Top 動画

真夏日のタイで観ると、なぜか“日本の冬”が刺さる 映画『追憶』(2017)がじんわり沁みる理由

常夏のタイで観ると、なぜか“日本の冬”が刺さる

映画『追憶』(2017)がじんわり沁みる理由

バンコクの夜。

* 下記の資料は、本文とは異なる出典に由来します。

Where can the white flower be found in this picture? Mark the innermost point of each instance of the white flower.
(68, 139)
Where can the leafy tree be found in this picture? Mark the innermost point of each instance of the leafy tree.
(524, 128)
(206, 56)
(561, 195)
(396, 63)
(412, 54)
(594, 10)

外はムワッと暑いのに、エアコン効かせてNetflixや配信サービスをポチる——
そんなタイ在住あるあるの視聴タイムに、意外と刺さるのが日本映画の“しっとり系”。

今回の一本は 『追憶』(2017)
派手などんでん返しはないけど、観終わったあとに胸の奥が静かに重くなるタイプのヒューマンサスペンスです。


ざっくりどんな話?

幼なじみの男3人が、25年ぶりに
**「刑事・容疑者・被害者」**という最悪の形で再会する——という設定から始まる物語。

舞台は富山の漁港。
殺人事件の捜査を進める刑事(岡田准一)が、被害者が昔の友人だと知り、
さらに容疑者としてもう一人の幼なじみ(小栗旬)が浮かび上がる。

捜査が進むにつれて、彼らが少年時代に“封印した出来事”が少しずつ掘り起こされていく……
という、過去×罪×記憶をテーマにした静かなサスペンスです。


タイ在住者に刺さるポイント3つ

① 富山の冬景色 × 常夏のタイ = 体感温度バグる

富山の海、雪、曇天の空。
画面から伝わる“日本の冬の冷たさ”が、タイの蒸し暑さと真逆で、妙にリアルに感じるんですよね。

「日本の冬って、こんな空気だったなぁ……」
って、ちょっと郷愁スイッチ入ります。


② 30代〜50代の日本人に刺さる“後悔のテーマ”

この映画、めちゃくちゃ派手なミステリーじゃないです。
どちらかというと、

「あの時の選択、今の自分はどう受け止めてる?」

っていう 人生の棚卸し系ドラマ

タイ移住して長い人ほど、
・日本に残した人間関係
・あの時こうしてたら…
みたいな“心の引き出し”に触れられるかも。


③ 役者陣が地味に強い

  • 岡田准一:不器用で正義感強めな刑事役がハマり役

  • 小栗旬:影のある雰囲気がこの作品だといい味

  • 柄本佑:存在感が静かに重い

  • 安藤サクラ:人生背負ってる役がしんどいほどリアル

「うわー、このキャスティング渋いな」ってなるやつです。
ハリウッド的な派手さはないけど、**“日本映画らしい重さ”**がちゃんとあります。


正直レビュー(良い点・好み分かれる点)

👍 良いところ

  • 風景が美しくて、日本の冬の空気感がリアル

  • 登場人物の感情が丁寧に描かれてる

  • 観終わったあとに余韻が残るタイプ

🤔 好みが分かれるところ

  • ミステリーとしては、キレキレではない

  • テンポはゆっくり

  • ド派手な展開を期待すると肩透かし

👉 「犯人当てゲーム」より「人生の後味」を味わう映画です。


こんな人におすすめ

  • タイ生活が長くて、たまに日本の空気を感じたい人

  • 派手なアクションより、人間ドラマ派

  • しっとり系の邦画が好き

  • 夜中にビール or お茶しばきながら観たい人


公式・情報リンク(あとでチェック用)


まとめ(タイ在住者目線)

常夏の国で観る、寒い海の映画。
このギャップが、逆に刺さる一本でした。

ガツンと来る爽快感はないけど、
「あの頃の自分」と静かに向き合う夜には、かなり相性いいです。

「今日は派手なの疲れたな…」って夜に、どうぞ。